# Do goats DIG under fences?



## yeshuaisiam (Jan 25, 2012)

I know they can push, but I hear a lot of "family" that have NEVER owned goats say that a goat can DIG under the fence. We are setting up fences now and I'm wondering.


----------



## toth boer goats (Jul 20, 2008)

No... they do not dig.... but a dog does..... golden rule.... :thumb: if a dog can get in... a goat can get out.... :wink:


----------



## xymenah (Jul 1, 2011)

My goats do rough up the ground with their hooves to get a cove to lay down in but they aren't dogs and they don't dig under.


----------



## Skyz84 (Jul 25, 2011)

They wont dig like a dog but mine paw at the ground and make holes around the fence line. Everywhere it's shady. 
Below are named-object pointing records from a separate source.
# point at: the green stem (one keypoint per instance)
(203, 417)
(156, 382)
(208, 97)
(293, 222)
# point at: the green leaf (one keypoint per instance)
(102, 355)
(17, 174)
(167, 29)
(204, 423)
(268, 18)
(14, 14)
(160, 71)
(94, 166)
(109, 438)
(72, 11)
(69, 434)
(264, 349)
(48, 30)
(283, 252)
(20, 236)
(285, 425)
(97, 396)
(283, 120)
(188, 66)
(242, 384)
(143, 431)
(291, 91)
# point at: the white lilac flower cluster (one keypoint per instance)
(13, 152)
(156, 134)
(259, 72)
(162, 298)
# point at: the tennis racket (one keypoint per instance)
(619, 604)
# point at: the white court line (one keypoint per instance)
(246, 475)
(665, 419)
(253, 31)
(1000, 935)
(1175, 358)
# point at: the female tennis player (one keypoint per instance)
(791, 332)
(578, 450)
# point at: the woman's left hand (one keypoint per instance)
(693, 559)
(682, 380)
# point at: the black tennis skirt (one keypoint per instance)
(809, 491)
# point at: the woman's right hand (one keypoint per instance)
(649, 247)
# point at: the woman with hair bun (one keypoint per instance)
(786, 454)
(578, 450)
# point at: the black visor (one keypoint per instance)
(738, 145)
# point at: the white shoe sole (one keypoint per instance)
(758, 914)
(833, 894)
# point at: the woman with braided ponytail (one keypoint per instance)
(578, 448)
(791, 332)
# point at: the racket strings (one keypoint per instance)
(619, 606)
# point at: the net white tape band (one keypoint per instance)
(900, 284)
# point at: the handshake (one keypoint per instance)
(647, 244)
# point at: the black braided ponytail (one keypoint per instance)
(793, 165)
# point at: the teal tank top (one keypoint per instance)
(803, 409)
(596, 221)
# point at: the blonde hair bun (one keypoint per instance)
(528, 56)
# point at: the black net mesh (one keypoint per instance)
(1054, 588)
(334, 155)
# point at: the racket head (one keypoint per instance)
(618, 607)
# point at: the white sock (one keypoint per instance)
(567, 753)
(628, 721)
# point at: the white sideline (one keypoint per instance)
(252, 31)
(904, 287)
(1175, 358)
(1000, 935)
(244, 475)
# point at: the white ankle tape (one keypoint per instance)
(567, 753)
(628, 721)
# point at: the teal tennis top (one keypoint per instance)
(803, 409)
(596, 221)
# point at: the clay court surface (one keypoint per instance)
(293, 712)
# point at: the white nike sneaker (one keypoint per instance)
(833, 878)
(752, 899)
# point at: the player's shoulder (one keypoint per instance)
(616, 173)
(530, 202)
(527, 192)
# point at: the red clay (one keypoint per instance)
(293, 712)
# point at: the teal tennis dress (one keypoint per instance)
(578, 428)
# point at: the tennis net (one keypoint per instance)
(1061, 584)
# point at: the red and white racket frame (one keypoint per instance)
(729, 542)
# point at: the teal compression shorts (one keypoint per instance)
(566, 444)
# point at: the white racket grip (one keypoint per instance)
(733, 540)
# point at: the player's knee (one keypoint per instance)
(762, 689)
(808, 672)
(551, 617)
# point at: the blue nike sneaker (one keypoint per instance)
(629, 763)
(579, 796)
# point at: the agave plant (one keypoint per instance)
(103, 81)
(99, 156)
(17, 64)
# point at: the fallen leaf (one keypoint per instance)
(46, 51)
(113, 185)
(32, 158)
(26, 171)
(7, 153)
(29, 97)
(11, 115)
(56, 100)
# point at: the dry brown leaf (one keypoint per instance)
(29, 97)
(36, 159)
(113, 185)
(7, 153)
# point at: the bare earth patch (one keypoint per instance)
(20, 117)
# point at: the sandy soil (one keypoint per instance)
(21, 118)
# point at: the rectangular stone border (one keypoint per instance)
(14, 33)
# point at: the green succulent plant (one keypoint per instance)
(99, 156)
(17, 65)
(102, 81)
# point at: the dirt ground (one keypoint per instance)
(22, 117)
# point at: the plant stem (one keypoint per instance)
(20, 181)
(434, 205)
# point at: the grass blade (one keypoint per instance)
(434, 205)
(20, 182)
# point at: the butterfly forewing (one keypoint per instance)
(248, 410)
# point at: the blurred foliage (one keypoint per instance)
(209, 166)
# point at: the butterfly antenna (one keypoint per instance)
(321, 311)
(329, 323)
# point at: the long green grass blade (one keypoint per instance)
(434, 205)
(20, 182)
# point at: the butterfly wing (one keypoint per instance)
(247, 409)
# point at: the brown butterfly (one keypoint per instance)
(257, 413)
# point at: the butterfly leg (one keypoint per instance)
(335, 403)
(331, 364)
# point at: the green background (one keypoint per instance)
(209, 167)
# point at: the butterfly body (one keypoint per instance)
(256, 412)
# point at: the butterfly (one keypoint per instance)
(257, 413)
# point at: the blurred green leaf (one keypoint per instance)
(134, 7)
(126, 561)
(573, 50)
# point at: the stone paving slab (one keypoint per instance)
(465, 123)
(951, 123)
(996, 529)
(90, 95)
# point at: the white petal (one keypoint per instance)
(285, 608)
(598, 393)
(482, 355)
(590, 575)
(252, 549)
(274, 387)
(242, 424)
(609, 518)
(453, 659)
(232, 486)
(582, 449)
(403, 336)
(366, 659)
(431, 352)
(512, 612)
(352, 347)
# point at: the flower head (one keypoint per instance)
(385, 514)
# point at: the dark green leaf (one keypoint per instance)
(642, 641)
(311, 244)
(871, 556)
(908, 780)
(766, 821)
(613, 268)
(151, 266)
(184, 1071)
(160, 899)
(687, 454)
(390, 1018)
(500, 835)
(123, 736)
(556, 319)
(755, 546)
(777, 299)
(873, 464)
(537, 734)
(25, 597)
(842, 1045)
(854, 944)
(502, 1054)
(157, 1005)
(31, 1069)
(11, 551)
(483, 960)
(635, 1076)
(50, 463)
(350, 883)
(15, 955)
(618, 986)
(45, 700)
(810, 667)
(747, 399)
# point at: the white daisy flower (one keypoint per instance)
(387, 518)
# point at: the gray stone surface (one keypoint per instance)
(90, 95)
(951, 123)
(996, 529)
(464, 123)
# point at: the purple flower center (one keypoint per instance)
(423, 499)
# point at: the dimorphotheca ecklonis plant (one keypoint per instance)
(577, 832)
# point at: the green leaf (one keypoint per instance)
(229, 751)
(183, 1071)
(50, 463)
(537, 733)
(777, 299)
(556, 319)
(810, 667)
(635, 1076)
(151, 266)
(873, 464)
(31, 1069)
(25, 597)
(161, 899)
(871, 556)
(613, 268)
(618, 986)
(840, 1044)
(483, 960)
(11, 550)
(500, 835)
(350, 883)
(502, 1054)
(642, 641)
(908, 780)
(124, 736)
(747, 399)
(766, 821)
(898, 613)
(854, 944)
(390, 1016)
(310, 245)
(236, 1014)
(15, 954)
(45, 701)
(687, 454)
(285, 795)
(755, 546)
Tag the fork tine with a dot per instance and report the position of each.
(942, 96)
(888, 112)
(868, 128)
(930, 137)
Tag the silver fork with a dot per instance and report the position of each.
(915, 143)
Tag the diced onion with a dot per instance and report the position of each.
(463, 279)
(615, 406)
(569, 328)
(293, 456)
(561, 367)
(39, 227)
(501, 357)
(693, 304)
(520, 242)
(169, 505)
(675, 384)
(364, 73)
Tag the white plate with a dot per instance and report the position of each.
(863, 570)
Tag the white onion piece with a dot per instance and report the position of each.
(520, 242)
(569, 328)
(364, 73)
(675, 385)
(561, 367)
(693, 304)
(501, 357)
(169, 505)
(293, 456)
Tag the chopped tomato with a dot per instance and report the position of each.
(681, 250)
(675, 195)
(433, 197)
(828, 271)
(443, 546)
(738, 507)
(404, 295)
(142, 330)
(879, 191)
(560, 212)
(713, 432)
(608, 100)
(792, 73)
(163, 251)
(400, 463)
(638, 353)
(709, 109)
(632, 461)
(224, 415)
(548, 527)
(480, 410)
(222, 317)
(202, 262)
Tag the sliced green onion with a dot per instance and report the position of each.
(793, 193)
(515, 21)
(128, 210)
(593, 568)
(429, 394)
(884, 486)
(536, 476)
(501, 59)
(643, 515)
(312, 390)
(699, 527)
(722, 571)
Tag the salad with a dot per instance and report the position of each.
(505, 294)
My buck found a weak spot on the fence near a hole and went under it. He didn't dig, but he is only 18" tall. It was pretty easy for him to find it. LOL


----------



## crocee (Jul 25, 2008)

If water will flow through it then so can a goat. One of mine went under the fence and had to be conned back in.


----------



## Tenacross (May 26, 2011)

What everybody else said is true. Goats will definitely go under a fence. Bucks will do Whatever it takes. But tell the family... they don't dig under fences. At least mine don't. I've found hot wire, even a single strand along an existing fence, is very effective.


----------